While working for Universal Mind Inc, and previously for Allaire and Macromedia. I have conducted hundreds of performance related engagements on web applications and retail sites ranging from performance and stability tuning to capacity planning and load testing. While both design and performance are critical to the end user experience, and ultimately translate into revenue for eCommerce and iBusiness stakeholders, I'll be focusing on performance management strategies and technology, because not even the coolest or most intuitive rich featured web applications will retain customers or sell products if the site is unreliable or painfully slow. Further more, speed (response time) is directly related to revenue conversion, capture and/or loss. Because your site was performing great today doesn't mean it was performing great yesterday, or last week, and it certainly doesn't mean it will perform well tomorrow, on Black Friday, or on Cyber Monday. Even a 1 second difference in the user experience can be connected to revenue.

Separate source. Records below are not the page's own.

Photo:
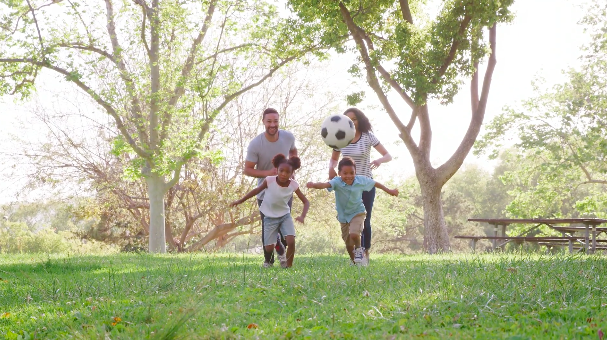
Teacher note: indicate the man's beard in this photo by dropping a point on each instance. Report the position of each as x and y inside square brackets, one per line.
[272, 129]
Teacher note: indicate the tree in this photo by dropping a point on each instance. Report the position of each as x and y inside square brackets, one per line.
[418, 58]
[561, 137]
[162, 71]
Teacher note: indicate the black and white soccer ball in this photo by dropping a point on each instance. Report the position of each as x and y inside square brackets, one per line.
[337, 131]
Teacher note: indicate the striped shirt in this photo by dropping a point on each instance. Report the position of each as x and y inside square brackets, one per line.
[360, 152]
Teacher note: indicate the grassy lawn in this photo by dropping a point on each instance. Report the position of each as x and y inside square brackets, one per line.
[205, 296]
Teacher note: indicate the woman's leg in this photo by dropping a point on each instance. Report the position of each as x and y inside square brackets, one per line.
[368, 199]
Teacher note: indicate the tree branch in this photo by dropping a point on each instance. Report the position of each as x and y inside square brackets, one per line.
[474, 89]
[384, 73]
[453, 50]
[88, 33]
[455, 161]
[74, 77]
[187, 68]
[91, 48]
[126, 78]
[223, 229]
[228, 99]
[37, 28]
[406, 11]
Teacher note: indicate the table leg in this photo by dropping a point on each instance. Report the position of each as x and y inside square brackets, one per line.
[593, 238]
[503, 234]
[494, 241]
[570, 242]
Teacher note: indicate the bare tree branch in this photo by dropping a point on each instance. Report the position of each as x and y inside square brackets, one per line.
[453, 51]
[37, 28]
[86, 28]
[474, 89]
[223, 229]
[91, 48]
[385, 74]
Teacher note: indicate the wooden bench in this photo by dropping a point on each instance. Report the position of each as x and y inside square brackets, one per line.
[520, 239]
[588, 240]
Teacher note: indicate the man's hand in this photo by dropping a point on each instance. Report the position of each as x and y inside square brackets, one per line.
[393, 192]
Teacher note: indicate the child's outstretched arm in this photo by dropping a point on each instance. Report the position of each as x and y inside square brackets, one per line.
[319, 185]
[251, 193]
[306, 203]
[393, 192]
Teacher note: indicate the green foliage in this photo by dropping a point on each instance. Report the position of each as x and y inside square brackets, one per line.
[418, 51]
[321, 297]
[560, 137]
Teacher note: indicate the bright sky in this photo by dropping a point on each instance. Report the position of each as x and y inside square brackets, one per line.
[543, 40]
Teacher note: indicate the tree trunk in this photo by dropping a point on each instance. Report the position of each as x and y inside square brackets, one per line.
[436, 238]
[156, 191]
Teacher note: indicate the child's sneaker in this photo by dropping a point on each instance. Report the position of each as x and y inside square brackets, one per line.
[358, 255]
[283, 260]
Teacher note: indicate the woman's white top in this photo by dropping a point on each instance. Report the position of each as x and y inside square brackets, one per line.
[276, 199]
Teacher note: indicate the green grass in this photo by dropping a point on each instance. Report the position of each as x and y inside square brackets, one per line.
[321, 297]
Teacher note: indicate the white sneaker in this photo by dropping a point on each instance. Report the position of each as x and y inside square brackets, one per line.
[358, 255]
[283, 260]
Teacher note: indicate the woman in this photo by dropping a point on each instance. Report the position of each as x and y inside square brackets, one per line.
[360, 151]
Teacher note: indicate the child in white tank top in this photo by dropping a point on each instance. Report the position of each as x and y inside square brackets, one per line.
[275, 207]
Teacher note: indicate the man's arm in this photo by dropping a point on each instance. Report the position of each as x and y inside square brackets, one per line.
[249, 170]
[321, 185]
[393, 192]
[333, 163]
[306, 204]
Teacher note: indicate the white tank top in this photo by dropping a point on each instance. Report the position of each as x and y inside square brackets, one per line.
[276, 199]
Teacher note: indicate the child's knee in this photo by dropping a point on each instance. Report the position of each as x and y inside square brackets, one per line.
[290, 239]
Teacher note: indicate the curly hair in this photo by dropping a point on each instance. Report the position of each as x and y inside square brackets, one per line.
[294, 162]
[346, 161]
[364, 125]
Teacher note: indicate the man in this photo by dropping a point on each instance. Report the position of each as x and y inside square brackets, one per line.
[258, 163]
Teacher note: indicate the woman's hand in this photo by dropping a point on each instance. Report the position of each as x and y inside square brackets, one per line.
[375, 164]
[332, 173]
[393, 192]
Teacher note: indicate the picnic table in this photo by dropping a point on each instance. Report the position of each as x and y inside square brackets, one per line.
[588, 241]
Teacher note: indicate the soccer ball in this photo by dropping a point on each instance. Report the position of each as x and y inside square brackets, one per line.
[337, 131]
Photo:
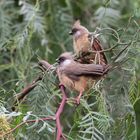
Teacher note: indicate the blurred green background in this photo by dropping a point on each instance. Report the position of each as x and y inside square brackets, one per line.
[31, 30]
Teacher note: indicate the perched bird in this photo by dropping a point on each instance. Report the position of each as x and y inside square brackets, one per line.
[76, 76]
[84, 43]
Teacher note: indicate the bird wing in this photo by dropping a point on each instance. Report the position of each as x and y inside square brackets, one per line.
[97, 47]
[84, 70]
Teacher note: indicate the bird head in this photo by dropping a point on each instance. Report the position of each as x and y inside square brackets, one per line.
[78, 30]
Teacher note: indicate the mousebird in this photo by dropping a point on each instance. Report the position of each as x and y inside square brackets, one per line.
[76, 76]
[84, 42]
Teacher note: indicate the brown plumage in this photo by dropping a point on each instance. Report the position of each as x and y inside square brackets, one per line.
[78, 77]
[84, 42]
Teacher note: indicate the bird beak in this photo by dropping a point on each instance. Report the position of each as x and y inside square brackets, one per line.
[57, 60]
[70, 33]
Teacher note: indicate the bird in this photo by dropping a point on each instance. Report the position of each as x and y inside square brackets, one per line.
[84, 43]
[76, 76]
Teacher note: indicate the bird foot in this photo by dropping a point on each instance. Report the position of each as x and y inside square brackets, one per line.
[74, 100]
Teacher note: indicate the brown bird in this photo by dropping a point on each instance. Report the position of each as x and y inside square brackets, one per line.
[77, 77]
[84, 42]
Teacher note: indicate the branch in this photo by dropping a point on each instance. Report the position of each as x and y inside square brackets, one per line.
[46, 66]
[25, 91]
[28, 121]
[58, 113]
[56, 117]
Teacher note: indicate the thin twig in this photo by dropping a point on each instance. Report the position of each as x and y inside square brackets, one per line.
[28, 121]
[58, 113]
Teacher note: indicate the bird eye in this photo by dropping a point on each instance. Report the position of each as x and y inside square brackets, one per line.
[61, 59]
[73, 31]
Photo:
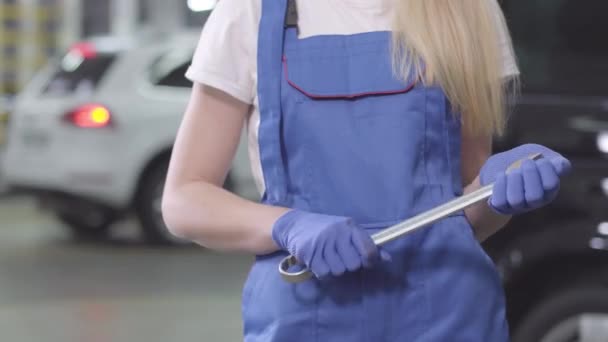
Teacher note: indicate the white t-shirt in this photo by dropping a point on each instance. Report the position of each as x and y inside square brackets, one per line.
[226, 56]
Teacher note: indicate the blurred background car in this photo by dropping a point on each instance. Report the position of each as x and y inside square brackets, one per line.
[91, 135]
[553, 261]
[91, 94]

You might have technical tools that measure performance points along your network layers, and you might have user analytics to tell you what parts of the site your users visit most, but if you are responsible for a business critical web application and don't have a comprehensive performance management strategy that provides meaningful visibility, trending, and instrumentation into site, page, and service level performance, your visibility into the end user experience, capacity planning, and associated revenue gain or loss is severely limited.
I'll address these concepts here in my blog, topic by topic. Enjoy!